Spanish Premier Adolfo Suarez's first official visit to the Basque region, which ended today, proved eventful. When he appeared on a main television news show, his voice was bleeped out for a communique read on behalf of Marxist separatists. A widespread municipal strike protested his presence and he was kept waiting for an appointment when a leading Communist politician found himself temporarily kidnapped.

The much-intense political terrorism -- 109 political killings this year -- was marked by massive security precautions, tense relations with Basque politicians and a general public indifference.

Winding up his 2 1/2-day visit with a press conference in San Sebastian, Premier Suarez vowed that the Basque separatist organization ETA "will be eradicated." He expressed hope that outstanding disputes between his government and the region's ruling Basque Nationalist Party over the transfer of powers to the region would be settled before Christmas.

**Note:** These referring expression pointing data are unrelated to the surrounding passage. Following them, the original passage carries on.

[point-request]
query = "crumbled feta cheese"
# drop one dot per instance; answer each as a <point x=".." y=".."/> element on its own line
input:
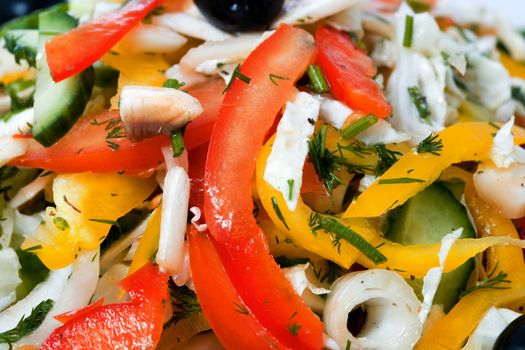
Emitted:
<point x="433" y="276"/>
<point x="284" y="168"/>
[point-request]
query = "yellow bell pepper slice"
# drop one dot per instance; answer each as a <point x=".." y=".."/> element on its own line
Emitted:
<point x="414" y="172"/>
<point x="136" y="69"/>
<point x="413" y="260"/>
<point x="86" y="204"/>
<point x="149" y="243"/>
<point x="452" y="331"/>
<point x="299" y="230"/>
<point x="516" y="69"/>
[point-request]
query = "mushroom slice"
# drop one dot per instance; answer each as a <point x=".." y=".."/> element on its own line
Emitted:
<point x="151" y="111"/>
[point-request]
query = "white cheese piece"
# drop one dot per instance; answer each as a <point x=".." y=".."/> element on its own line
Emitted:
<point x="297" y="12"/>
<point x="502" y="188"/>
<point x="503" y="146"/>
<point x="9" y="280"/>
<point x="332" y="111"/>
<point x="382" y="133"/>
<point x="188" y="25"/>
<point x="490" y="327"/>
<point x="175" y="202"/>
<point x="108" y="285"/>
<point x="300" y="282"/>
<point x="152" y="38"/>
<point x="487" y="80"/>
<point x="433" y="276"/>
<point x="187" y="76"/>
<point x="284" y="168"/>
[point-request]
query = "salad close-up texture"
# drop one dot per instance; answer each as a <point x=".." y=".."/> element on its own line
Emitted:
<point x="262" y="174"/>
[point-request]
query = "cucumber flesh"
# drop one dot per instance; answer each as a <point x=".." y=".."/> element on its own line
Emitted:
<point x="426" y="218"/>
<point x="58" y="105"/>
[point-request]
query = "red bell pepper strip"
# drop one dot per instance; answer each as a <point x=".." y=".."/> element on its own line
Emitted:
<point x="350" y="73"/>
<point x="247" y="113"/>
<point x="233" y="323"/>
<point x="74" y="51"/>
<point x="136" y="324"/>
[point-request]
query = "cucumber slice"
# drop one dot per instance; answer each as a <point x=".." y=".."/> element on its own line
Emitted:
<point x="427" y="218"/>
<point x="58" y="105"/>
<point x="22" y="43"/>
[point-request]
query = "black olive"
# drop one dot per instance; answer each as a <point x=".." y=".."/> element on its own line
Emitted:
<point x="240" y="15"/>
<point x="513" y="337"/>
<point x="15" y="8"/>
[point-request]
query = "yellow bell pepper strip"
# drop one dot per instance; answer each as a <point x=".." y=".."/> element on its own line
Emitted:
<point x="86" y="206"/>
<point x="413" y="260"/>
<point x="452" y="331"/>
<point x="297" y="225"/>
<point x="415" y="171"/>
<point x="136" y="69"/>
<point x="516" y="69"/>
<point x="149" y="243"/>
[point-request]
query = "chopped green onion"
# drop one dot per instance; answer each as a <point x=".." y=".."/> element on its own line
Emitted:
<point x="177" y="142"/>
<point x="401" y="180"/>
<point x="409" y="31"/>
<point x="278" y="212"/>
<point x="359" y="126"/>
<point x="237" y="74"/>
<point x="352" y="237"/>
<point x="173" y="83"/>
<point x="317" y="79"/>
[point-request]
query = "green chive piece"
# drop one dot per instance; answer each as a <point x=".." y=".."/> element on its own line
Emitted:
<point x="177" y="142"/>
<point x="359" y="126"/>
<point x="278" y="213"/>
<point x="317" y="79"/>
<point x="401" y="180"/>
<point x="420" y="102"/>
<point x="173" y="83"/>
<point x="409" y="31"/>
<point x="61" y="223"/>
<point x="352" y="237"/>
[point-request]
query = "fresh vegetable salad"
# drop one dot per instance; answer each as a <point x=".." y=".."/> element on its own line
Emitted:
<point x="335" y="174"/>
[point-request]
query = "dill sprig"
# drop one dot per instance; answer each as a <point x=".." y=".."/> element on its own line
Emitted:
<point x="27" y="325"/>
<point x="489" y="283"/>
<point x="387" y="158"/>
<point x="325" y="162"/>
<point x="420" y="102"/>
<point x="185" y="303"/>
<point x="432" y="144"/>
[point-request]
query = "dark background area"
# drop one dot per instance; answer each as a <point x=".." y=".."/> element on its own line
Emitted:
<point x="10" y="9"/>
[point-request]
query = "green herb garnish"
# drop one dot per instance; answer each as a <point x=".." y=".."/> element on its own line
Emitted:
<point x="432" y="144"/>
<point x="278" y="212"/>
<point x="317" y="79"/>
<point x="420" y="102"/>
<point x="27" y="325"/>
<point x="274" y="77"/>
<point x="400" y="180"/>
<point x="359" y="126"/>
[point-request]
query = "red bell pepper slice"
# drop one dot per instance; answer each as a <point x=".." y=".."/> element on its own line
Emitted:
<point x="85" y="148"/>
<point x="247" y="113"/>
<point x="74" y="51"/>
<point x="234" y="325"/>
<point x="136" y="324"/>
<point x="350" y="73"/>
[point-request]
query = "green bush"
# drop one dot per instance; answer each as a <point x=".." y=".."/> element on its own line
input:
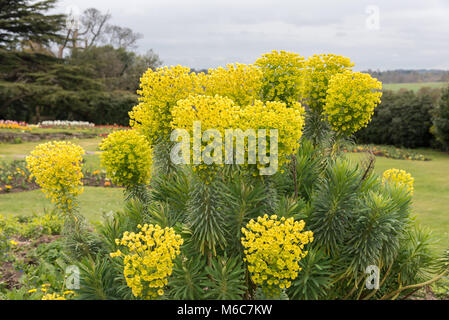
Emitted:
<point x="441" y="120"/>
<point x="403" y="119"/>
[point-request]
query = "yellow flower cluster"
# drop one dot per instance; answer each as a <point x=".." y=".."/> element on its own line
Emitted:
<point x="148" y="258"/>
<point x="399" y="177"/>
<point x="239" y="82"/>
<point x="282" y="76"/>
<point x="53" y="296"/>
<point x="57" y="168"/>
<point x="160" y="90"/>
<point x="273" y="248"/>
<point x="289" y="121"/>
<point x="319" y="70"/>
<point x="350" y="101"/>
<point x="127" y="157"/>
<point x="220" y="113"/>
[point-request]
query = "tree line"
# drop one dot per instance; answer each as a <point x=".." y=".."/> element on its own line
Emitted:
<point x="57" y="66"/>
<point x="412" y="120"/>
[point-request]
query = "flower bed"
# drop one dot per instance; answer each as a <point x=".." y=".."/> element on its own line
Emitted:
<point x="15" y="177"/>
<point x="11" y="124"/>
<point x="390" y="152"/>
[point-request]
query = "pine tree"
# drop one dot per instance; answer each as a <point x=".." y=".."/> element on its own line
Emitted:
<point x="22" y="20"/>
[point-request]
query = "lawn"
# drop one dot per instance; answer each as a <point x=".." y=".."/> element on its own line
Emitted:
<point x="9" y="150"/>
<point x="431" y="195"/>
<point x="92" y="202"/>
<point x="413" y="86"/>
<point x="430" y="201"/>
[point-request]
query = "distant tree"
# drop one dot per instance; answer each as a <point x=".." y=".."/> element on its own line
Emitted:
<point x="93" y="29"/>
<point x="122" y="37"/>
<point x="441" y="120"/>
<point x="25" y="20"/>
<point x="120" y="69"/>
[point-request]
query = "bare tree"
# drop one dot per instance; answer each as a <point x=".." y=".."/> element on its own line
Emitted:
<point x="122" y="37"/>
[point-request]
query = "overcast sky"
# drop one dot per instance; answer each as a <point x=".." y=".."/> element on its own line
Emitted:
<point x="377" y="34"/>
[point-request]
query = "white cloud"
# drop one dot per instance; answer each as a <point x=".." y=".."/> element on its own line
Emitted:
<point x="202" y="34"/>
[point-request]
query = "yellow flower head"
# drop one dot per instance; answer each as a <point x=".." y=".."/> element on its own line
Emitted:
<point x="273" y="248"/>
<point x="350" y="101"/>
<point x="239" y="82"/>
<point x="148" y="259"/>
<point x="282" y="76"/>
<point x="399" y="178"/>
<point x="319" y="70"/>
<point x="159" y="92"/>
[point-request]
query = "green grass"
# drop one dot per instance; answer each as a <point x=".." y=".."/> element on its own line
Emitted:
<point x="431" y="194"/>
<point x="92" y="202"/>
<point x="413" y="86"/>
<point x="11" y="150"/>
<point x="430" y="201"/>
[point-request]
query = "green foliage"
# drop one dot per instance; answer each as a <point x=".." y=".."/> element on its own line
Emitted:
<point x="206" y="217"/>
<point x="334" y="204"/>
<point x="226" y="278"/>
<point x="402" y="119"/>
<point x="60" y="90"/>
<point x="187" y="279"/>
<point x="22" y="20"/>
<point x="31" y="226"/>
<point x="102" y="279"/>
<point x="441" y="120"/>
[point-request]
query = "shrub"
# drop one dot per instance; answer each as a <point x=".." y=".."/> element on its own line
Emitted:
<point x="350" y="102"/>
<point x="402" y="119"/>
<point x="127" y="158"/>
<point x="440" y="120"/>
<point x="57" y="169"/>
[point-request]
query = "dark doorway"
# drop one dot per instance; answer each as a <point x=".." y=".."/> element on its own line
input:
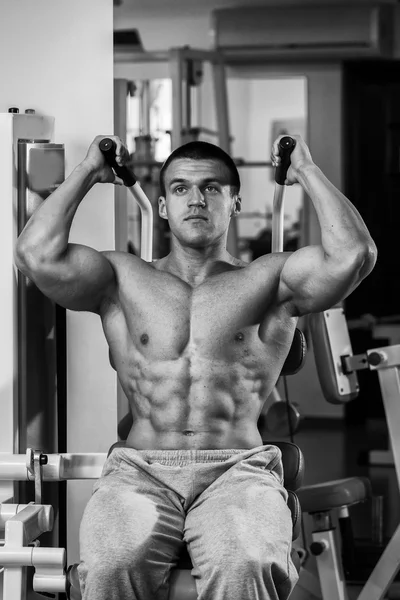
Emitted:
<point x="371" y="95"/>
<point x="371" y="134"/>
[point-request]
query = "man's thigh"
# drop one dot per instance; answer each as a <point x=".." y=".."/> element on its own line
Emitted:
<point x="131" y="518"/>
<point x="242" y="517"/>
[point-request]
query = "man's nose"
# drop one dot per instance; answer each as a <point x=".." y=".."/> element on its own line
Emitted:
<point x="196" y="198"/>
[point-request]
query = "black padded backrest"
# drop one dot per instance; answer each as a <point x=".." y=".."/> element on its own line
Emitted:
<point x="297" y="354"/>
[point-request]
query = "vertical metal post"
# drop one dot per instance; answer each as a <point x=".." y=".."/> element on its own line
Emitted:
<point x="176" y="73"/>
<point x="222" y="112"/>
<point x="121" y="207"/>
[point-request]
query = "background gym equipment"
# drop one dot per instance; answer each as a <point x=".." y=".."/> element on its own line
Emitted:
<point x="24" y="524"/>
<point x="337" y="370"/>
<point x="40" y="467"/>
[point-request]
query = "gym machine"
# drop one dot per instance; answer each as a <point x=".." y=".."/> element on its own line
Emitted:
<point x="23" y="523"/>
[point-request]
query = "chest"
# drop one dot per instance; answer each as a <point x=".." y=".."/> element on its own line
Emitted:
<point x="166" y="318"/>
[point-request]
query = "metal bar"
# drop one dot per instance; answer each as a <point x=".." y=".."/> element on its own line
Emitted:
<point x="176" y="74"/>
<point x="333" y="585"/>
<point x="277" y="219"/>
<point x="390" y="387"/>
<point x="60" y="467"/>
<point x="146" y="209"/>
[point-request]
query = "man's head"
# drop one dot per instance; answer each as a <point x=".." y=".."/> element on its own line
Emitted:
<point x="203" y="151"/>
<point x="199" y="193"/>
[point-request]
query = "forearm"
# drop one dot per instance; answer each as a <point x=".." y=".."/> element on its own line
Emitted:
<point x="343" y="231"/>
<point x="45" y="236"/>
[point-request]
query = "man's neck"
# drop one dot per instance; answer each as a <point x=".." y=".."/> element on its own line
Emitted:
<point x="195" y="265"/>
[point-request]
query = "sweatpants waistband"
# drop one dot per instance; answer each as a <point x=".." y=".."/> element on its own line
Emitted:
<point x="188" y="457"/>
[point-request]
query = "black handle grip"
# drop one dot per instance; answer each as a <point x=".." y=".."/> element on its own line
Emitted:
<point x="286" y="147"/>
<point x="108" y="146"/>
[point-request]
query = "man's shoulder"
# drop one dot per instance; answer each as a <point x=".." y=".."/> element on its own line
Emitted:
<point x="123" y="260"/>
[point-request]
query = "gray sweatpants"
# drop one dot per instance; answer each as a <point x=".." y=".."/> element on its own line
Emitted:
<point x="228" y="506"/>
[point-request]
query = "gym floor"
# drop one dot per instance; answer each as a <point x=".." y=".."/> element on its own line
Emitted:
<point x="334" y="450"/>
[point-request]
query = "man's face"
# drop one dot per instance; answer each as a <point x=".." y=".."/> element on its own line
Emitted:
<point x="198" y="202"/>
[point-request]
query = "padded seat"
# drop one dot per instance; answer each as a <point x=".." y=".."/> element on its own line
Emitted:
<point x="323" y="497"/>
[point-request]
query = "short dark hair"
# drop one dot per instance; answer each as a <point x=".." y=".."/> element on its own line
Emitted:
<point x="202" y="151"/>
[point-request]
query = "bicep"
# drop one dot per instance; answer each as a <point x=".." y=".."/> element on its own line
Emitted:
<point x="309" y="282"/>
<point x="79" y="280"/>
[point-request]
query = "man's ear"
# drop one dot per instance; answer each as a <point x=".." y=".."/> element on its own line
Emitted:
<point x="237" y="206"/>
<point x="162" y="207"/>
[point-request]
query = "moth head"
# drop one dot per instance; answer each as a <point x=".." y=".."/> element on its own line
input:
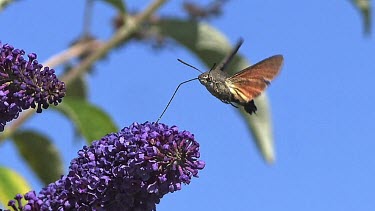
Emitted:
<point x="205" y="78"/>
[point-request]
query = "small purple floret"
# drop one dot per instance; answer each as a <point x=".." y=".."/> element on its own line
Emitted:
<point x="25" y="84"/>
<point x="129" y="170"/>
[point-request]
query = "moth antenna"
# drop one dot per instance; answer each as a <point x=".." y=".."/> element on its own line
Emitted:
<point x="189" y="65"/>
<point x="174" y="93"/>
<point x="212" y="68"/>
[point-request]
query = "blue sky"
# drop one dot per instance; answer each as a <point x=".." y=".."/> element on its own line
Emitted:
<point x="322" y="102"/>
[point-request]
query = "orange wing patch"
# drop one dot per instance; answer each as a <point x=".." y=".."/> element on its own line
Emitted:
<point x="250" y="82"/>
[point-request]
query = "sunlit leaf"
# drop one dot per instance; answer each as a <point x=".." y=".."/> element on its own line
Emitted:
<point x="118" y="4"/>
<point x="11" y="183"/>
<point x="365" y="10"/>
<point x="41" y="155"/>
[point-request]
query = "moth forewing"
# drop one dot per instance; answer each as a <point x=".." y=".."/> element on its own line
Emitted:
<point x="251" y="82"/>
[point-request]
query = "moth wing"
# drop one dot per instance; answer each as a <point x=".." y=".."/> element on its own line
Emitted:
<point x="250" y="82"/>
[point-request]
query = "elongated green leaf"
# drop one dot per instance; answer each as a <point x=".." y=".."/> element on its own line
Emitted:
<point x="92" y="122"/>
<point x="211" y="47"/>
<point x="41" y="155"/>
<point x="365" y="9"/>
<point x="11" y="183"/>
<point x="77" y="88"/>
<point x="118" y="4"/>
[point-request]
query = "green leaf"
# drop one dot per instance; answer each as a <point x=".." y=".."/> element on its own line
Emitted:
<point x="77" y="88"/>
<point x="118" y="4"/>
<point x="11" y="183"/>
<point x="365" y="10"/>
<point x="41" y="155"/>
<point x="91" y="121"/>
<point x="211" y="47"/>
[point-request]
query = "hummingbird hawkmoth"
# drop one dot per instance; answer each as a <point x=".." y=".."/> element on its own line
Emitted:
<point x="240" y="88"/>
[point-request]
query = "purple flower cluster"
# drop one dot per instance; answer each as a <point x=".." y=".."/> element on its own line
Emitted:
<point x="129" y="170"/>
<point x="25" y="84"/>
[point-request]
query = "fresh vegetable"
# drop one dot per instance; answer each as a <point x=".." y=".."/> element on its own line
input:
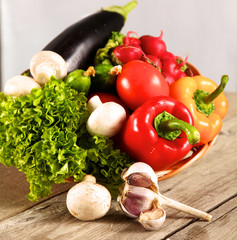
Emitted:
<point x="88" y="200"/>
<point x="138" y="82"/>
<point x="103" y="55"/>
<point x="19" y="86"/>
<point x="155" y="61"/>
<point x="79" y="42"/>
<point x="105" y="77"/>
<point x="145" y="202"/>
<point x="80" y="80"/>
<point x="45" y="64"/>
<point x="159" y="133"/>
<point x="108" y="97"/>
<point x="106" y="119"/>
<point x="153" y="45"/>
<point x="132" y="39"/>
<point x="44" y="135"/>
<point x="173" y="67"/>
<point x="206" y="101"/>
<point x="126" y="53"/>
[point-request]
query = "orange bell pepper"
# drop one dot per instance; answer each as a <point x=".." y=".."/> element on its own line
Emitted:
<point x="206" y="101"/>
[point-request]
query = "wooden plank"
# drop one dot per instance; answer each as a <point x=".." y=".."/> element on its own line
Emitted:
<point x="223" y="225"/>
<point x="13" y="191"/>
<point x="204" y="185"/>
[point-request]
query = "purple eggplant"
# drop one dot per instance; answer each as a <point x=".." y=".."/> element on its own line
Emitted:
<point x="78" y="43"/>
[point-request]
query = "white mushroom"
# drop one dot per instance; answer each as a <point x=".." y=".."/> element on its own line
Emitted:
<point x="106" y="119"/>
<point x="45" y="64"/>
<point x="88" y="200"/>
<point x="20" y="85"/>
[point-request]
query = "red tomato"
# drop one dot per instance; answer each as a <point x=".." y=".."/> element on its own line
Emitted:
<point x="138" y="82"/>
<point x="108" y="97"/>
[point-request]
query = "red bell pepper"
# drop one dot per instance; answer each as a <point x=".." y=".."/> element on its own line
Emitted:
<point x="159" y="133"/>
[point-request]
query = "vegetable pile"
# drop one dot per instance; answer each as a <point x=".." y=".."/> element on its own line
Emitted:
<point x="113" y="100"/>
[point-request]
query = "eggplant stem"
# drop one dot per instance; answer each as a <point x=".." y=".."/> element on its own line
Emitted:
<point x="122" y="10"/>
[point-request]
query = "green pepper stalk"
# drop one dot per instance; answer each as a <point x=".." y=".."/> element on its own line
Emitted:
<point x="204" y="100"/>
<point x="171" y="128"/>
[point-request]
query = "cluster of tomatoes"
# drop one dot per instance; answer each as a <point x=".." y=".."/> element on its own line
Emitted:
<point x="148" y="69"/>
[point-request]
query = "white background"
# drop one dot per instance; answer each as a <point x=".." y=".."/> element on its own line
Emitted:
<point x="206" y="30"/>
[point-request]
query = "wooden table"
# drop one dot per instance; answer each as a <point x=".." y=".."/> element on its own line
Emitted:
<point x="210" y="184"/>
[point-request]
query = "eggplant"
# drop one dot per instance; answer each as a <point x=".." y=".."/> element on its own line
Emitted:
<point x="78" y="43"/>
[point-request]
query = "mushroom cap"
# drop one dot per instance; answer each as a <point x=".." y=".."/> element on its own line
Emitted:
<point x="88" y="201"/>
<point x="106" y="120"/>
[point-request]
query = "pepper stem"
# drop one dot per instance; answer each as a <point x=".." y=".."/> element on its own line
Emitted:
<point x="123" y="10"/>
<point x="170" y="127"/>
<point x="209" y="98"/>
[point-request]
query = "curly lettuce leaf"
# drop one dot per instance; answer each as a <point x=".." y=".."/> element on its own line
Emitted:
<point x="44" y="135"/>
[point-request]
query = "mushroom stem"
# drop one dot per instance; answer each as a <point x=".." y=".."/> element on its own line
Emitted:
<point x="183" y="208"/>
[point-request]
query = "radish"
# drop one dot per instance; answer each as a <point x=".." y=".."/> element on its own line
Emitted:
<point x="153" y="45"/>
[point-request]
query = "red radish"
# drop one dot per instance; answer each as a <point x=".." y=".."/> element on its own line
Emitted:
<point x="132" y="41"/>
<point x="125" y="53"/>
<point x="153" y="60"/>
<point x="153" y="45"/>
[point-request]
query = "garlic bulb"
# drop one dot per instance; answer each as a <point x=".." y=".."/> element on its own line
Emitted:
<point x="153" y="220"/>
<point x="140" y="198"/>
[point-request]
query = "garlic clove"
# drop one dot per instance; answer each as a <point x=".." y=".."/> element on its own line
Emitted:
<point x="144" y="174"/>
<point x="134" y="200"/>
<point x="153" y="220"/>
<point x="139" y="179"/>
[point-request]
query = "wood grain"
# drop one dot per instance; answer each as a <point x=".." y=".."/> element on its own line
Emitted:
<point x="210" y="184"/>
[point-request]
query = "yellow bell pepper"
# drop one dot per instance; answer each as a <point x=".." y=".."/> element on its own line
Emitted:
<point x="206" y="101"/>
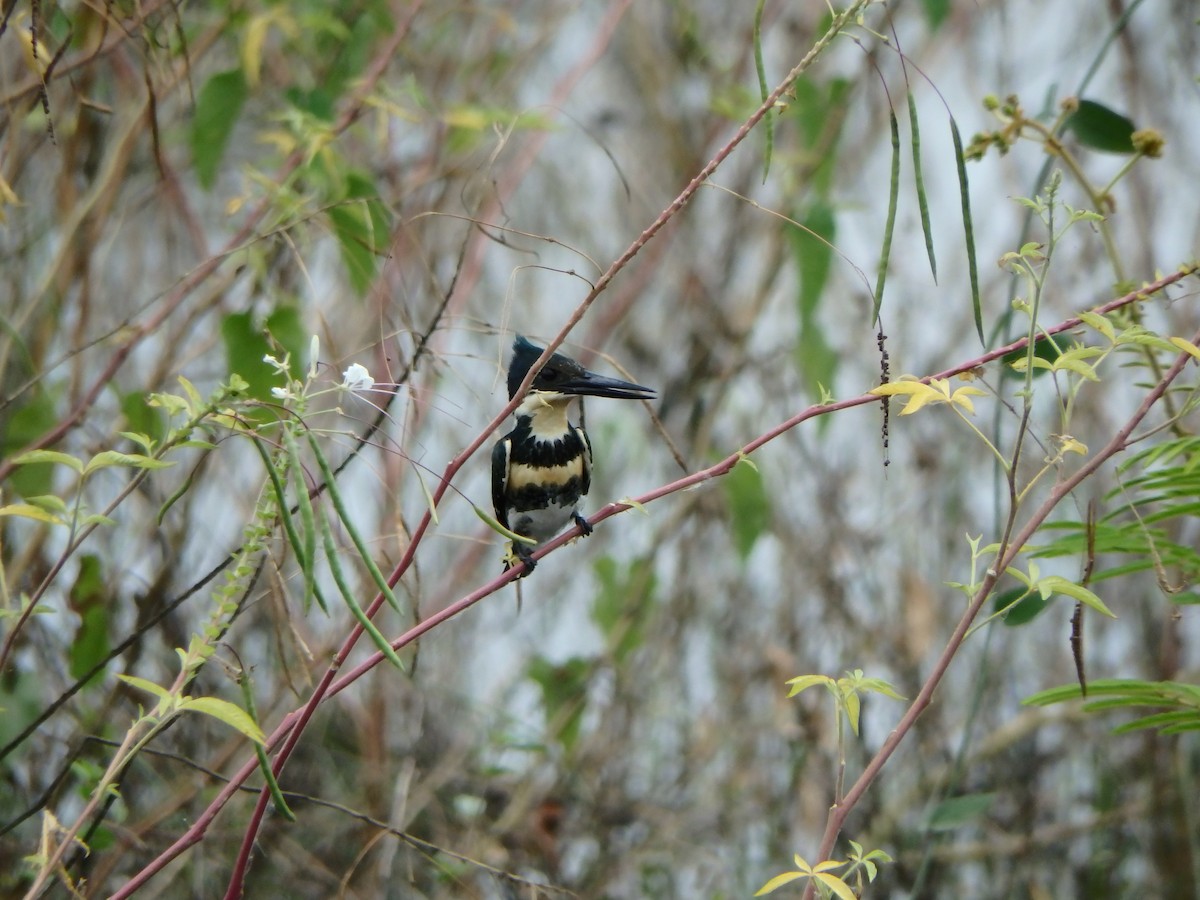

ETA, responsible for the vast majority of the killings this year, had been expected to stage a major terrorist attack during the visit. But the Marxist organization, which seeks to set up an independent Basque state, opted for sophisticated propaganda. It contrived to silence the news film of Suarez, superimposing the 15-minute diatribe attacking the Spanish "occupation" of Basque country.

More than 100 Basque nationalist mayors of small towns had ordered municipal council activity to cease during the trip to protest the alleged reluctance of the Madrid government to transfer key administrative powers.

The climate of violence was reinforced when gunmen held local Communist Roberto Lertxundi two hours as he was en route for talks with Suarez.